Gartner outlines 5 best practices to get the most out of your ETA:
Make standards easy to follow
Documentation is key but too much can cause paralysis and/or avoidance. Having an organized destination for knowledge seekers to find information relatable to them and maintaining a minimalist approach to standard creation is necessary to attract compliance. Including examples, or patterns of common tasks in relation to standards will also invite users to your ETA by providing value back to them.
Connect technical architectures to strategic goals
Outcome driven EA should already be the operating model for your practice, so why shouldn’t your ETA? Making strategic direction clear and how a specific initiative enables it, will help drive excitement and make the importance of standards clear when the bigger picture is known.
Start early
The SDLC is complicated beast, getting involved early with technical development provide opportunities for communication and consultation on the use of ETA standards and guidelines. Everyone wants to avoid an ol’fashioned refactor.
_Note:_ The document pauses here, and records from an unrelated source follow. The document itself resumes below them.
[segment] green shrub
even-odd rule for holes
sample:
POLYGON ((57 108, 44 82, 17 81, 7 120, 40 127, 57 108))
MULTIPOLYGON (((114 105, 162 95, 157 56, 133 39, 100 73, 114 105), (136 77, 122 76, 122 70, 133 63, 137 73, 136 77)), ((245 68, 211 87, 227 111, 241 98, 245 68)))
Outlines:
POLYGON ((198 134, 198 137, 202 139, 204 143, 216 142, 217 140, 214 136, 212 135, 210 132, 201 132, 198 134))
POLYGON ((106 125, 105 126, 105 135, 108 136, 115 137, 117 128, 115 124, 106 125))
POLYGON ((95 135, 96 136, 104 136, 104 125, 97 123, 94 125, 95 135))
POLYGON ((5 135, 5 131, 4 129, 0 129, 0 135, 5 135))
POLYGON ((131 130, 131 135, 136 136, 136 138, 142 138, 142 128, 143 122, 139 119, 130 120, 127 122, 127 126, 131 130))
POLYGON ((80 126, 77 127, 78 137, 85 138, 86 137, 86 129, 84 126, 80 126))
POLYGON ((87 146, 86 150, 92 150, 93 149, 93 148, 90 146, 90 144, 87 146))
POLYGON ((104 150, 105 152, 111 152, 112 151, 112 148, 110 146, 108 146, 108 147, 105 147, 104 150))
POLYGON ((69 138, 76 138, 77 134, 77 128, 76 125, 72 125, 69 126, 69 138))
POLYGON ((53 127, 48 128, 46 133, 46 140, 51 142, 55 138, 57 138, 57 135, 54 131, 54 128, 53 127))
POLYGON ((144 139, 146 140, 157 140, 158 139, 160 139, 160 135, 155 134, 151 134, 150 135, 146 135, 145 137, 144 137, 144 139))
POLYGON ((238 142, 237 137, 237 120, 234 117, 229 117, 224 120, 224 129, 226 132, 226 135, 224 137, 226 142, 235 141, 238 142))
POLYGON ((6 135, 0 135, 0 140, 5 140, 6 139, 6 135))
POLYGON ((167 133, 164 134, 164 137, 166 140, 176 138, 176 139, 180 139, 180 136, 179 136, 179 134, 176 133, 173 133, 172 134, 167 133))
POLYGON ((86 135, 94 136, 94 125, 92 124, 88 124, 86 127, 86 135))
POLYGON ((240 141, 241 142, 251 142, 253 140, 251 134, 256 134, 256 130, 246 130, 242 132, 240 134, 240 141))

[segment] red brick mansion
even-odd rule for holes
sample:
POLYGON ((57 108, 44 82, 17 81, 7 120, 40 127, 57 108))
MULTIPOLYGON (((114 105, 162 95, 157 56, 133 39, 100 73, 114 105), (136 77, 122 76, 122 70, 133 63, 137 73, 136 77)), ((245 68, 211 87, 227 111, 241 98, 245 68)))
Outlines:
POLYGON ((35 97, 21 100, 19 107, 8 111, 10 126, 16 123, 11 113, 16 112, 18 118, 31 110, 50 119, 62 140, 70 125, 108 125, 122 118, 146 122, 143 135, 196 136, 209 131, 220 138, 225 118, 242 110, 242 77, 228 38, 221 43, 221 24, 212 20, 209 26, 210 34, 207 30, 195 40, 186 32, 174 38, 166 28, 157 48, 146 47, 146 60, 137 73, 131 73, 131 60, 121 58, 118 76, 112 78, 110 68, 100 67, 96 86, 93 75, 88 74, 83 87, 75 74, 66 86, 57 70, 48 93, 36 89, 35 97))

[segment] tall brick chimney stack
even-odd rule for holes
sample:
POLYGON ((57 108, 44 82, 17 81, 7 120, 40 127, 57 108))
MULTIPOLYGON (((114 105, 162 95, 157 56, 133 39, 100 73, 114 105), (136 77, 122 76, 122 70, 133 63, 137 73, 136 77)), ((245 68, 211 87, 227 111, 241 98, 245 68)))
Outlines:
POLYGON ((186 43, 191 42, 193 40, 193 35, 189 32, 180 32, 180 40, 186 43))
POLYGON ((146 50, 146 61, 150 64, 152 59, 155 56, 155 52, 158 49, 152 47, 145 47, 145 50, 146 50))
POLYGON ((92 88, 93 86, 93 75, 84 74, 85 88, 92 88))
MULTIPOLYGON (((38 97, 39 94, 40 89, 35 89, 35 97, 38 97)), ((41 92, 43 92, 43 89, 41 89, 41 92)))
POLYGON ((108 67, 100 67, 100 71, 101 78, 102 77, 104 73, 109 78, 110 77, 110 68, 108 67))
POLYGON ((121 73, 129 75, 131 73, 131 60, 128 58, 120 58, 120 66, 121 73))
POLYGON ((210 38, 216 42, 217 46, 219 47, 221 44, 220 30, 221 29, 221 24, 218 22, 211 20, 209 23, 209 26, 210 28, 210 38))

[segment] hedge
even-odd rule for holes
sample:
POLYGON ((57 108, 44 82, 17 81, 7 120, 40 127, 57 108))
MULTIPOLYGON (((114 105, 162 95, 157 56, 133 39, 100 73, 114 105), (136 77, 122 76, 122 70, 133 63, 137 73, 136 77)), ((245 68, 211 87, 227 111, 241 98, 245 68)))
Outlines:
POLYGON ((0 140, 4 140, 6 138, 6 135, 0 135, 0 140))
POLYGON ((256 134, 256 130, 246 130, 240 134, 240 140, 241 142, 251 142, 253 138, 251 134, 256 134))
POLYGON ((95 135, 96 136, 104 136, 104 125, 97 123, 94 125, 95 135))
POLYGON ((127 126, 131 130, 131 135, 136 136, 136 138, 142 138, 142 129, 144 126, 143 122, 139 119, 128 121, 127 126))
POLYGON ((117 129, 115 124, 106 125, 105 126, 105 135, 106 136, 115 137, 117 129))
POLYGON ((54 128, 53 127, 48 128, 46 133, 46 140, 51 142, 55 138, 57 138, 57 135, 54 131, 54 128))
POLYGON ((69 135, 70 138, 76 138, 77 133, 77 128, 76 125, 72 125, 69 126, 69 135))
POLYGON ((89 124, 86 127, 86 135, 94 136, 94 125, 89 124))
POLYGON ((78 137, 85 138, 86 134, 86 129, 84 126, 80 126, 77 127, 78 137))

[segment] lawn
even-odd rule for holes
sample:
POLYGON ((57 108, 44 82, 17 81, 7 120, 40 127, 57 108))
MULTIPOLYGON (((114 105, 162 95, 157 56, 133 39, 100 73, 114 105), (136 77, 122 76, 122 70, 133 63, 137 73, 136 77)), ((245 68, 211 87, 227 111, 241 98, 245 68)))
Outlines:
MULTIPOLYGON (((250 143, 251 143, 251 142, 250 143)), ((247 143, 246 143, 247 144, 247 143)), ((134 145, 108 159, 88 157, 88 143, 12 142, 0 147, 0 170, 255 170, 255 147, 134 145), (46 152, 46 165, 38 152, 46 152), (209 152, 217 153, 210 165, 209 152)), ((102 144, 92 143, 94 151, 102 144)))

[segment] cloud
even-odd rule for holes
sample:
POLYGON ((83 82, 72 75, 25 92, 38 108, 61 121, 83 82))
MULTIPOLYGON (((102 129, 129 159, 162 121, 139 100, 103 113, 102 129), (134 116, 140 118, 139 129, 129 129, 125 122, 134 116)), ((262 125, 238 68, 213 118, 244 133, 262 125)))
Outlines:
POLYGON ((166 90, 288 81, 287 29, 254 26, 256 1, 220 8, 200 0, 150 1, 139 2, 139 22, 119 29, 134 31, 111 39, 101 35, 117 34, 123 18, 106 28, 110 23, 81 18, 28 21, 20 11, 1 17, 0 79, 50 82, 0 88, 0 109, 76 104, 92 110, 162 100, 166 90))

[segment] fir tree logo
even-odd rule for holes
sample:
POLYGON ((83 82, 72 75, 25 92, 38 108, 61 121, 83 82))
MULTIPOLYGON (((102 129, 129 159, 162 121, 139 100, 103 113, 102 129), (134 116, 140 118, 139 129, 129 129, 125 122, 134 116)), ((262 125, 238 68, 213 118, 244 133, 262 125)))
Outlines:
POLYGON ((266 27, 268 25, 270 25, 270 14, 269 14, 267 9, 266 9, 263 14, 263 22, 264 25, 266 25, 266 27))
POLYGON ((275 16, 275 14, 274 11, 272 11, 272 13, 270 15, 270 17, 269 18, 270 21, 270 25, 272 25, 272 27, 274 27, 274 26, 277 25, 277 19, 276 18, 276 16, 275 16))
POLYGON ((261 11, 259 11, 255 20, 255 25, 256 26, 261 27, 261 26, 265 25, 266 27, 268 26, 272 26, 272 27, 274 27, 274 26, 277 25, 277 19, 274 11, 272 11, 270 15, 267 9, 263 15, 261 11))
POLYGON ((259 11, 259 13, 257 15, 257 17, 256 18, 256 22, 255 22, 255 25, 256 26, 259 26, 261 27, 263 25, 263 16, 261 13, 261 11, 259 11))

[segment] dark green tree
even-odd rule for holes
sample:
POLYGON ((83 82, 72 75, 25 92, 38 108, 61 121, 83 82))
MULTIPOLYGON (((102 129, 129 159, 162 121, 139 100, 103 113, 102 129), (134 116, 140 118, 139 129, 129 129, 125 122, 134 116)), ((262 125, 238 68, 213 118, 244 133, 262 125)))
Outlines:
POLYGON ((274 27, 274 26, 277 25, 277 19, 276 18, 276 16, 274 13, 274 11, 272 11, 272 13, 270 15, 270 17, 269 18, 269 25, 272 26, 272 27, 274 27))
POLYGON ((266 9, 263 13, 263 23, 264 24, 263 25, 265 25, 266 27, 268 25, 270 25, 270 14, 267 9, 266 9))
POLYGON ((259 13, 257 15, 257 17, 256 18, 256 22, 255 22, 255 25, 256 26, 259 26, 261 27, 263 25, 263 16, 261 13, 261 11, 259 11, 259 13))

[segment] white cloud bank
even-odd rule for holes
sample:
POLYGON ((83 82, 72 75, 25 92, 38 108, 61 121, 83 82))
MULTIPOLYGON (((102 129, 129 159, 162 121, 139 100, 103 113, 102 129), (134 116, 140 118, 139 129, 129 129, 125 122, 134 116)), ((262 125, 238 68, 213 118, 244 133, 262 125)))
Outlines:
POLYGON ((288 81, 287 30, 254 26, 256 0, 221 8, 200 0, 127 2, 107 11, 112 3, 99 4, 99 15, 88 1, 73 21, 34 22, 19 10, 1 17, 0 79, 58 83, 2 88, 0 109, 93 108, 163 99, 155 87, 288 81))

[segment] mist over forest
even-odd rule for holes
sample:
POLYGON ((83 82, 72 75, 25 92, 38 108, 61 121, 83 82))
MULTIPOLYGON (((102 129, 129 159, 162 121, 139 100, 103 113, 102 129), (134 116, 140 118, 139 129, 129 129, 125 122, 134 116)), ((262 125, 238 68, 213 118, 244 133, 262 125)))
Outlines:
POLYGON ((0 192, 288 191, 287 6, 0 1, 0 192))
Be transparent and forward thinking
Speaking of a complicated beast, old standards frustrate everyone. Be transparent on the direction of ETA and welcome interaction. Just like starting early, if teams have a view to where the enterprise is going they can plan accordingly.
Focus on communication and education
You can’t have adoption with awareness. Share success stories and tailor EA messaging to stakeholders to foster buy-in. Audiences need to be educated on the needs of the enterprise to drive alignment. This also requires standards in itself, have a regular cadence for communications (people are creatures of habit after all) and don’t forget to map back to strategic goals!
These best practices need to happen across domains too. Of course ETA is pointed at the technologists of your organization but enabling business resources to be involved in ETA is the sure fire way to gain adoption across the enterprise.
References:
- Robertson, B. (2009). Five Best Practices for Enterprise Technology Architecture. Gartner.
sxc1872 says
Connect your technical architecture to your strategic goals. I can’t think of better advice.
Start early because SDLC is a complicated beast. Well, if you take the first one and compose it with a DevSecOps or Agile based SDLC I think that aligning to the strategic goals happens in the beginning. It also brings with it the ability to pivot suddenly without refactoring the whole process becomes a whole lot easier.